Detroit has the highest effective residential property tax rates, second-highest effective commercial property tax rates, and fourth-highest effective property tax rates of the country’s major cities,according to the Lincoln Institute of Land Policy’s annual 50-state property tax comparison report.

According to John Mozena, president of the Center for Economic Accountability, “That means that Detroiters and Detroit-based businesses are paying a larger percentage of their properties’ value in taxes each year than virtually anywhere else in the country.”

In an email to The Midwesterner, Mozena explained: “For decades, the City of Detroit’s economic development policy has involved giving a few well-connected companies and developers giant tax breaks while requiring all the other businesses in the city to pay some of the most confiscatory property taxes in the nation.”

He continued: “Apartment building owners in Detroit also pay the highest effective property tax rate on those properties in the country, which plays a huge role in the city’s affordable housing challenges. If you were an investor with $10 million or so to spend on constructing an apartment building someplace, why would you do so in Detroit where you’d be paying 2.5 times the national average of your new building’s value in taxes each year?”

Mozena said he applauds Detroit’s leaders willingness to consider a solution that’s not what he called “just more of the same failed top-down, subsidy driven strategy but with bigger price tags for taxpayers. I don’t think anyone knows for sure whether the land value tax is the right idea for Detroit, but the city’s leaders deserve credit for simply beginning the discussion and opening the door for creative solutions that address Detroit’s fundamental challenges.”

Even if the land value tax isn’t the answer, Mozena said, he still considers it a hopeful sign to see that kind of discussion taking place at a high level. He does admit, however, several questions regarding the LVT remain.
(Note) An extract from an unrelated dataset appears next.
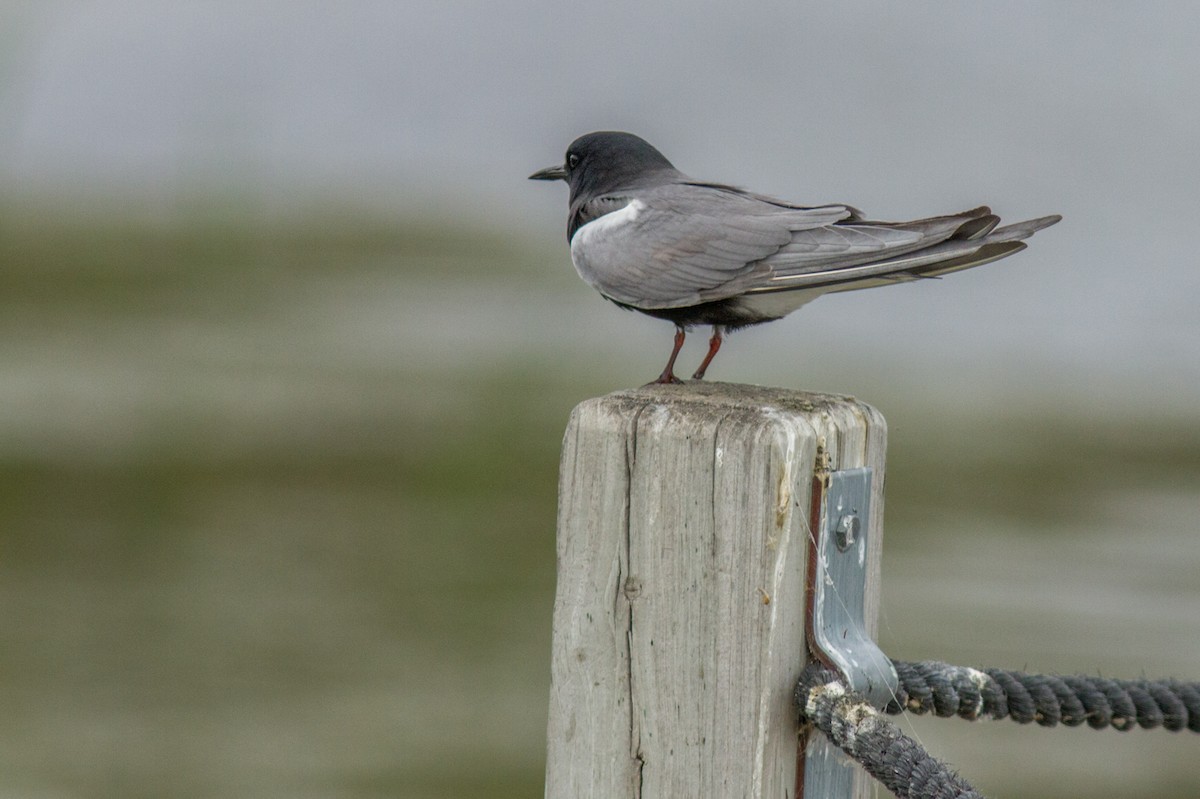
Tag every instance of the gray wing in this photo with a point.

“One practical question I have is how this tax would interact with the many economic development subsidy deals currently on the books that are based on companies getting property tax breaks for years or even decades to come,” Mozena said. “For instance, a Tax Increment Finance, or TIF, district is essentially based on tax revenues increasing over time as construction projects increase land values over what they would have been without the new construction. But a land value tax is designed specifically not to spike property taxes when improvements are made to a specific property, which negates the entire mechanism of a TIF district,” he said.

“If nothing else, that’s a complication for the ultimate implementation of this kind of tax in the city as there would need to be a lot of unwinding done of those mechanisms across Detroit; while at worst it might be a deal-breaker if major, politically powerful property owners pushed back too hard against the end of their sweetheart deals.”

In a blistering Detroit News op-ed last week, Charlie LeDuff expressed his opposition to the LVT.

“Under Mayor Mike Duggan’s new scheme, tax on land would triple and the tax on any existing structures on that property would be cut by 30%. This will supposedly ignite development in Detroit by discouraging speculators sitting on 30,000 vacant lots,” LeDuff wrote.

But, he added, LVT proponents are relying on “cherry-picked” data from a study conducted in “Pittsburgh and 18 podunk Pennsylvania towns that have experimented with this idea.”

LeDuff added that Americans for Tax Reform’s Grover Norquist opposes the LVT idea. He also quoted the former mayor of Pittsburgh,who said the LVT will only work in an area, unlike Detroit, with high-demand for land.

“[T]he study was paid for by Invest Detroit, a consortium of downtown Detroit bigwigs with big buildings who already get big tax breaks,” LeDuff wrote, adding billionaire Detroit businessman Dan Gilbert controls a “real estate portfolio of at least 100 downtown buildings…. Skyscrapers have relatively small land footprints compared to the size of the structures. They would reap millions.”